You can specify values for these settings in the kubeletArguments section of the /etc/origin/node/node-config.yaml file on node hosts. Add the section if it does not already exist:

Container Garbage Collection Settings
kubeletArguments:
  minimum-container-ttl-duration:
    - "10s"
  maximum-dead-containers-per-container:
    - "2"
  maximum-dead-containers:
    - "100"

Detecting Containers for Deletion

Currently, Docker and rkt are supported. The following only applies to Docker; rkt has its own garbage collection.

Each spin of the garbage collector loop goes through the following steps:

  1. Retrieve a list of available containers.

  2. Filter out all containers that are running or are not alive longer than the minimum-container-ttl-duration parameter.

  3. Classify all remaining containers into equivalence classes based on pod and image name membership.

  4. Remove all unidentified containers (containers that are managed by kubelet but their name is malformed).

  5. For each class that contains more containers than the maximum-dead-containers-per-container parameter, sort containers in the class by creation time.

  6. Start removing containers from the oldest first until the maximum-dead-containers-per-container parameter is met.

  7. If there are still more containers in the list than the maximum-dead-containers parameter, the collector starts removing containers from each class so the number of containers in each one is not greater than the average number of containers per class, or <all_remaining_containers>/<number_of_classes>.

  8. If this is still not enough, sort all containers in the list and start removing containers from the oldest first until the maximum-dead-containers criterion is met.

Image Garbage Collection

Image garbage collection relies on disk usage as reported by cAdvisor on the node to decide which images to remove from the node. It takes the following settings into consideration:

Setting Description

image-gc-high-threshold

The percent of disk usage (expressed as an integer) which triggers image garbage collection. The default is 90.

image-gc-low-threshold

The percent of disk usage (expressed as an integer) to which image garbage collection attempts to free. Default is 80.

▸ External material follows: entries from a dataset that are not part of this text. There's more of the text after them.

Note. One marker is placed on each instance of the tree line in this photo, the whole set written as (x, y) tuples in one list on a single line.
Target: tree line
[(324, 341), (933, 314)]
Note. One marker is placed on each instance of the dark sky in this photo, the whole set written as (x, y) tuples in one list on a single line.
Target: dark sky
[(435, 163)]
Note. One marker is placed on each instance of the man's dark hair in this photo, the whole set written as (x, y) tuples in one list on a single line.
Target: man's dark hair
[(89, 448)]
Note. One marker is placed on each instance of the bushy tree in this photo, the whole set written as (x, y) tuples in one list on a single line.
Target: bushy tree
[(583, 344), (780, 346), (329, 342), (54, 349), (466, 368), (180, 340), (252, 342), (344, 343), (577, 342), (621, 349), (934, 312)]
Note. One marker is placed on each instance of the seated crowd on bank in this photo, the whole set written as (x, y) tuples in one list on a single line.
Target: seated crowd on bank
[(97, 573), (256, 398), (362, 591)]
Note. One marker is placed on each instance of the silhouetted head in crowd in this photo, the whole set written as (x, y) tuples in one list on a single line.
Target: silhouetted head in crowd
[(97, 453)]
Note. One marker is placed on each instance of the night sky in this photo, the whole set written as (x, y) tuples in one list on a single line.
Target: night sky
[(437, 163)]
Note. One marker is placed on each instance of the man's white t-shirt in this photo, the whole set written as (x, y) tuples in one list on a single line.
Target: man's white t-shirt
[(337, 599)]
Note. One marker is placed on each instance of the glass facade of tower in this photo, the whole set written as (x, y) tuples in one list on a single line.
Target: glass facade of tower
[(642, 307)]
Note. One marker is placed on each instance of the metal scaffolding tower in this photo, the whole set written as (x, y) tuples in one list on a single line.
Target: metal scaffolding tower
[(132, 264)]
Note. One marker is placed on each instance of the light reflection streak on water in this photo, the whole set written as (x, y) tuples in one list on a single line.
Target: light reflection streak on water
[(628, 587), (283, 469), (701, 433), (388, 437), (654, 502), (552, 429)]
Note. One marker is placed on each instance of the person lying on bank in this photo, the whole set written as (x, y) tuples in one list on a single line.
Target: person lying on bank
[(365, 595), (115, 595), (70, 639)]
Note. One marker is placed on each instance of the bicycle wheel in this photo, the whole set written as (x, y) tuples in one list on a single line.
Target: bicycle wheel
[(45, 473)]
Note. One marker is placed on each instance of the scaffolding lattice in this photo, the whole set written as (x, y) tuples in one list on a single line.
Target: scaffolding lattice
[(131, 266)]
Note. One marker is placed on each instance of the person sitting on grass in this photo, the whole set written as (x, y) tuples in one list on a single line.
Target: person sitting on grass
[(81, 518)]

You can specify values for these settings in the kubeletArguments section of the /etc/origin/node/node-config.yaml file on node hosts. Add the section if it does not already exist:

Image Garbage Collection Settings
kubeletArguments:
  image-gc-high-threshold:
    - "90"
  image-gc-low-threshold:
    - "80"

Detecting Images for Deletion

Two lists of images are retrieved in each garbage collector run:

  1. A list of images currently running in at least one pod

  2. A list of images available on a host

As new containers are run, new images appear. All images are marked with a time stamp. If the image is running (the first list above) or is newly detected (the second list above), it is marked with the current time. The remaining images are already marked from the previous spins. All images are then sorted by the time stamp.

Once the collection starts, the oldest images get deleted first until the stopping criterion is met.